Brose erweitert Fertigungskapazitäten für Türsysteme

Jörg Graichen übernimmt die Werkleitung der neuen Fertigungsstätte in Gifhorn, in der Türsysteme für Volkswagen produziert werden

Gifhorn (19.10.2007). Im Zuge des Ausbaus des Türsystemgeschäfts erweitert die Brose Gruppe ihre Fertigungskapazitäten: Ende 2007 wird der internationale Automobilzuliefe­rer in Gifhorn eine Fertigungsstätte zur Belieferung des Volkswagen-Werks in Wolfsburg in Betrieb nehmen. Mit der Produktionsaufnahme im Gewerbege­biet „Am Allerkanal“ wer­den rund 60 neue Arbeits­plätze geschaf­fen.

Bürgermeister Manfred Birth begrüßt die Betriebsansiedlung von Brose: „Ich freue mich außerordentlich, daß unsere vorausgegangenen Bemühungen er­folgreich waren und der Wirtschafts­standort Gifhorn weiter gestärkt werden kann“. „Die Investitionen in Gebäudeausstattung, modernste Fertigungs- und Kom­munikationstechnik sowie Logistikeinrichtungen nehmen wir im Vertrauen auf die Fortset­zung un­serer lang­jährigen und erfolgreichen Zusammenarbeit mit dem Volkswagen­konzern vor“, sagt Werkleiter Jörg Graichen.

Brose-Konstruktionsprinzip weltweit anerkannter Standard

Das Brose Türsystem teilt die Fahrzeugtür in einen Naß- und einen Trocken­raum.
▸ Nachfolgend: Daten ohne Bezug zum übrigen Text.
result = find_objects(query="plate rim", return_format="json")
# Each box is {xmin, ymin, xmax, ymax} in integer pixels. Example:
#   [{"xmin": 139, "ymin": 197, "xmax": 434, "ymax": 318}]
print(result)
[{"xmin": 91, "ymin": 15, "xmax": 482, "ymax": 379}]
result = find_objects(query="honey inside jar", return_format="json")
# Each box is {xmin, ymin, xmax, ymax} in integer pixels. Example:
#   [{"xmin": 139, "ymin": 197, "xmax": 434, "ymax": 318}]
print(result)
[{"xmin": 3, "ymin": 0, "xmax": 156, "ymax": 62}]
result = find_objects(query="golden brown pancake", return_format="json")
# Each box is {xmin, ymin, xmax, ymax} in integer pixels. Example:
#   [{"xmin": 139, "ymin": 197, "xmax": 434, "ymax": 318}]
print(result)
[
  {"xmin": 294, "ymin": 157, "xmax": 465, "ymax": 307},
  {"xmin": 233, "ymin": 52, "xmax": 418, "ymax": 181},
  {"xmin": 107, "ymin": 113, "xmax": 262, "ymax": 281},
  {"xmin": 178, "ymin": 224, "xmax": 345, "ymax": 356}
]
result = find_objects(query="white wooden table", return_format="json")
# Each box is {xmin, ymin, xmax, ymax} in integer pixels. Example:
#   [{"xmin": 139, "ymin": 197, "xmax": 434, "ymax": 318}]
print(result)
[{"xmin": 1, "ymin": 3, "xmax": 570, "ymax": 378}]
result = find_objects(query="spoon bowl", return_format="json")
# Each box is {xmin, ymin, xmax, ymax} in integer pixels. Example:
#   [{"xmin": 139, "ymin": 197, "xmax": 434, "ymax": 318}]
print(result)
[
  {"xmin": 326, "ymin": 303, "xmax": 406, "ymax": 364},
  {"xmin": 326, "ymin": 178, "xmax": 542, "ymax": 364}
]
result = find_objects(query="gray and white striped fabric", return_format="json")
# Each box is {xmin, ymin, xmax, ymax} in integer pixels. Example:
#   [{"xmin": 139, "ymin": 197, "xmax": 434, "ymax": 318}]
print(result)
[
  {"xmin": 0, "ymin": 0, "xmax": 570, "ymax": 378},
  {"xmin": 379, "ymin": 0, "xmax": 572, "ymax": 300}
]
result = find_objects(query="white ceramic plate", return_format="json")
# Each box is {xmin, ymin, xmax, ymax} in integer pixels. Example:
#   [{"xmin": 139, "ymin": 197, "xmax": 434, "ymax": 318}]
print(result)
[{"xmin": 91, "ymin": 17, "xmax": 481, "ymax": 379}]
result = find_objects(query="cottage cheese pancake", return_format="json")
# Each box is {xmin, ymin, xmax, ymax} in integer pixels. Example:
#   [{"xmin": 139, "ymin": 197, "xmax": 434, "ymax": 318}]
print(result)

Die „trockene“ Türhälfte nimmt die elektrischen und elektronischen Bauteile auf, während in der „nassen“ die mechanischen Bauelemente un­tergebracht werden. Dieses von Brose entwickelte Konstruk­tionsprinzip hat sich als weltweit anerkannter technischer Standard etabliert.
 
Intelligente Produkte und Prozesse sichern Arbeitsplätze

„Unser Ziel ist es, das Fertigungslayout exakt an die Anforderungen un­seres Kunden anzupassen“, sagt Werkleiter Jörg Graichen. Im Fertigungsprozess werden die Modulträger – wie alle anderen Komponen­ten – über Kanban-Kreisläufe zur Montageanlage transportiert. Dort erfolgt die Komplettierung zu einer einbaufertigen Sy­stemeinheit. Das Zusammenspiel aller Komponenten und Baugruppen wird bei je­dem Türsystem getestet.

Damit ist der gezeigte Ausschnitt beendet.